All results obtained by statistical methods suffer from the
disadvantage that they might have been caused by pure statistical accident. The
level of statistical significance is determined by the probability that this **has
not**, in fact, happened. **P** is an **estimate** of the probability
that the result **has** occurred by statistical accident. Therefore a large
value of P represents a small level of statistical significance and vice versa.

In experiments where we are obliged to resort to statistics
it is therefore proper procedure to define a level of significance at which a
correlation will be deemed to have been proven, though the choice is often
actually made after the event. It is important to realise that, however small
the value of P, **there is always a finite chance that the result is a pure
accident**. A typical level at which the threshold of P is set would be 0.01,
which means there is a one percent chance that the result was accidental. The
significance of such a result would then be indicate by the statement P<0.01.

Unfortunately it has become customary in some branches of science, particularly epidemiology, to operate with much lower levels of significance. A level frequently quoted is P<0.05. This means that there is a one in twenty chance that the whole thing was accidental (In one notorious case the threshold was even raised to 0.1 in order to obtain the “required” result).
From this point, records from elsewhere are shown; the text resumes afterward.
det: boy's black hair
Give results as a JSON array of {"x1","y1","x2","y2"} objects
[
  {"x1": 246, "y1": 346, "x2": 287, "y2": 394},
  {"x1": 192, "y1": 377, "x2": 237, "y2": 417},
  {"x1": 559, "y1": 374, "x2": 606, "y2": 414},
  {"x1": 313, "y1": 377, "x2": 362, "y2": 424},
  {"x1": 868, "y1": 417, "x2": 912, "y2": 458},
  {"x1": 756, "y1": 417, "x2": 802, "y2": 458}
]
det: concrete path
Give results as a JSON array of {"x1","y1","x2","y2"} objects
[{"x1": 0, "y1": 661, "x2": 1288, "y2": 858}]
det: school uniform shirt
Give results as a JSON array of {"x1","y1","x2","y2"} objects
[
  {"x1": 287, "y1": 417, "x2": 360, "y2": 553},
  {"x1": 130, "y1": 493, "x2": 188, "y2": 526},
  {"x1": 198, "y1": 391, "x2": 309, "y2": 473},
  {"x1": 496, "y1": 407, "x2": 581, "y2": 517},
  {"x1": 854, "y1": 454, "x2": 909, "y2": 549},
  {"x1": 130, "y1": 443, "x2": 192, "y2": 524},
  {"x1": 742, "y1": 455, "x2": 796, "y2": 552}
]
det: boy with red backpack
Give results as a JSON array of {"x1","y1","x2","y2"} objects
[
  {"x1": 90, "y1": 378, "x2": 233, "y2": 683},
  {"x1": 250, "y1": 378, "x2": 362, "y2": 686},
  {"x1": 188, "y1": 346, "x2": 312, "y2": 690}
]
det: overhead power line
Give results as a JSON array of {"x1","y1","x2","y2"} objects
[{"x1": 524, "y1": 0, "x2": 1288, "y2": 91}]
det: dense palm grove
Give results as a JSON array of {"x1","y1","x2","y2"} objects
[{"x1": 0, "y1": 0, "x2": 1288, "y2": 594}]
This is particularly worrying in areas that are newsworthy or politically correct, since it is likely that more than twenty similar experiments are being conducted worldwide, so it is almost certain that there will be one positive result, whether the correlation is genuine or not. Because negative results are almost never published (publication bias) this means that an unknown but possibly large number of false claims are sustained as verities.

It is difficult to generalise, but on the whole P<0.01 would normally be considered significant and P<0.001 highly significant.

The provenance of the P<0.05 criterion goes back to the great pioneer of significance testing, R A Fisher, who is deemed to have given it his imprimatur. He did not in fact do this and late in his life stated that he had just used this level in his calculations as a “mathematical convenience”. Furthermore, he also stated that “without randomisation there is no significance”.

Many leading scientists and mathematicians today believe that the emphasis on significance testing is grossly overdone. P<0.05 had become an end in itself and the determinant of a successful outcome to an experiment, much to the detriment of the fundamental objective of science, which is to understand.

An alternative way of putting it is to quote a confidence
interval, e.g. (relative risk: 0.56;^{ }95% confidence interval:
0.32–0.97), which means that there is a one in forty chance that the relative
risk is 0.97, or to all intents and purposes unity.